Clad in a Slayer T-shirt, Adams, who performed two sets totaling 15 songs, pulled from both the new album and his past releases, spent nearly ten minutes educating the audience on black metal guitar tuning — complete with visual instruction — and recounted a visit to a certain genre-specific record store during his recent European tour.
“My wife, who is lovingly not terrified of black metal because I’ve desensitized her to the entire thing, and I went to a place called Nose Blood Records,” the musician said (his wife being singer-actress Mandy Moore). “That record store has so much black metal in it, I don’t know how it even exists… Literally on the wall they have a bracelet made of bone and hair and I remember looking over and M’s just going ‘Ugh’ and I’m like ‘Isn’t that amazing?’”
The connection between black metal and Ryan Adams, a notably introspective, emotional troubadour, may not be immediately apparent. But the musician, who self-released the metal-inspired disc Orion last year, is ultimately attracted to the genre because he says it displayed extreme vulnerability — something his music overflows with. Adams’ performance last night, which was almost awkwardly intimate (“Don’t worry if you feel like this is really weird,” he told the audience as he took the stage), spanned his history as a songwriter.
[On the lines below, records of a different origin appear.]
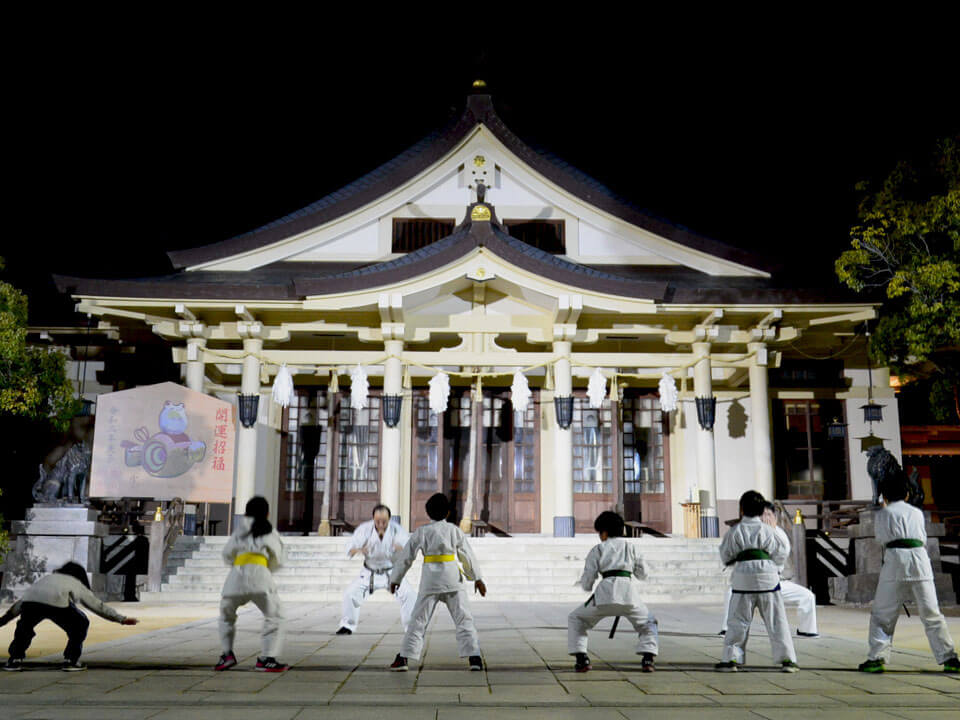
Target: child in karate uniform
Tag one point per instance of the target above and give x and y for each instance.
(254, 552)
(906, 574)
(757, 552)
(620, 566)
(440, 581)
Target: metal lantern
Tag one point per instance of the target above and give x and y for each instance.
(391, 409)
(872, 412)
(706, 412)
(564, 408)
(248, 409)
(836, 430)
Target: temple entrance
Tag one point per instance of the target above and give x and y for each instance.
(506, 491)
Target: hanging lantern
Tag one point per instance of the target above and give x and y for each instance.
(359, 389)
(392, 404)
(706, 412)
(669, 396)
(597, 389)
(439, 393)
(520, 392)
(282, 392)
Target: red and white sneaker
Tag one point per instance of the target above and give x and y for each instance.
(270, 665)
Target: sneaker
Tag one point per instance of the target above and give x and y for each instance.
(583, 663)
(646, 665)
(227, 661)
(871, 666)
(270, 665)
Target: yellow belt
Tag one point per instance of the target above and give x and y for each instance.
(250, 559)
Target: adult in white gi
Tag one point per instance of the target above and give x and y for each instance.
(441, 580)
(756, 551)
(619, 565)
(377, 540)
(793, 595)
(253, 552)
(906, 574)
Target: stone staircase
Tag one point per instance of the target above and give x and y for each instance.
(524, 568)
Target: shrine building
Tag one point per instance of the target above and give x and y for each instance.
(473, 255)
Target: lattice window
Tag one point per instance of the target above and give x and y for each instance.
(642, 445)
(592, 447)
(360, 450)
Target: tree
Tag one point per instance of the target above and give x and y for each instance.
(907, 243)
(33, 381)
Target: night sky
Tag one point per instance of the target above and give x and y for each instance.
(130, 143)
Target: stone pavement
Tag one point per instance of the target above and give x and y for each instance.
(165, 673)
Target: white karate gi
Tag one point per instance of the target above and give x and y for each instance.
(793, 596)
(753, 584)
(906, 575)
(613, 596)
(439, 582)
(377, 564)
(252, 583)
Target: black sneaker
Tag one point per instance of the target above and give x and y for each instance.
(583, 663)
(270, 665)
(227, 661)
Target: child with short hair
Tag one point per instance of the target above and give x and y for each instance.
(619, 565)
(254, 552)
(55, 597)
(441, 580)
(757, 552)
(906, 574)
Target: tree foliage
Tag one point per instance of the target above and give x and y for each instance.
(33, 381)
(907, 243)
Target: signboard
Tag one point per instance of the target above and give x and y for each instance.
(163, 441)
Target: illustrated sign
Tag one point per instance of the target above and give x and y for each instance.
(163, 441)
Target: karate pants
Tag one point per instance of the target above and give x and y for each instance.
(272, 634)
(886, 609)
(793, 596)
(468, 644)
(585, 617)
(358, 591)
(770, 605)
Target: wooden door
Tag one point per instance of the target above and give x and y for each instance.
(646, 479)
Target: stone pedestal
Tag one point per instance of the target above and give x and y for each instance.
(48, 538)
(866, 557)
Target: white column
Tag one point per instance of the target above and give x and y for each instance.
(196, 368)
(563, 521)
(706, 451)
(247, 437)
(760, 406)
(390, 458)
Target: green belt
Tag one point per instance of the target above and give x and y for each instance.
(905, 543)
(616, 573)
(752, 554)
From his roots in alt-country band Whiskeytown with songs like “Houses On the Hill” to his solo work with “Oh My Sweet Carolina” (from 2000’s Heartbreaker) to brand new numbers like “Chains Of Love,” Adams revealed a consistency in this emotional vulnerability he finds so attractive in heavier music.
If Adams’ discussion of black metal — and his later insistence the audience hurry out to purchase Ratt’s newest album Infestation — were gleeful and borderline manic, his responses to Bentley’s queries about his own work displayed less zeal. The musician did reveal he continues to pen lyrics via typewriter (“I like the sound of it”) and hopes to one day succeed his two books of poetry with a third. As for Ashes & Fire, which came out Oct. 11 and is Adams’ first solo disc since he disbanded The Cardinals in 2009, Adams says working with producer Glyn Johns taught him a new boundary. “I really learned this time that if a song has too much personal information it’s almost like a perishable,” Adams noted. “You can only leave it out for so long before it gets sour.”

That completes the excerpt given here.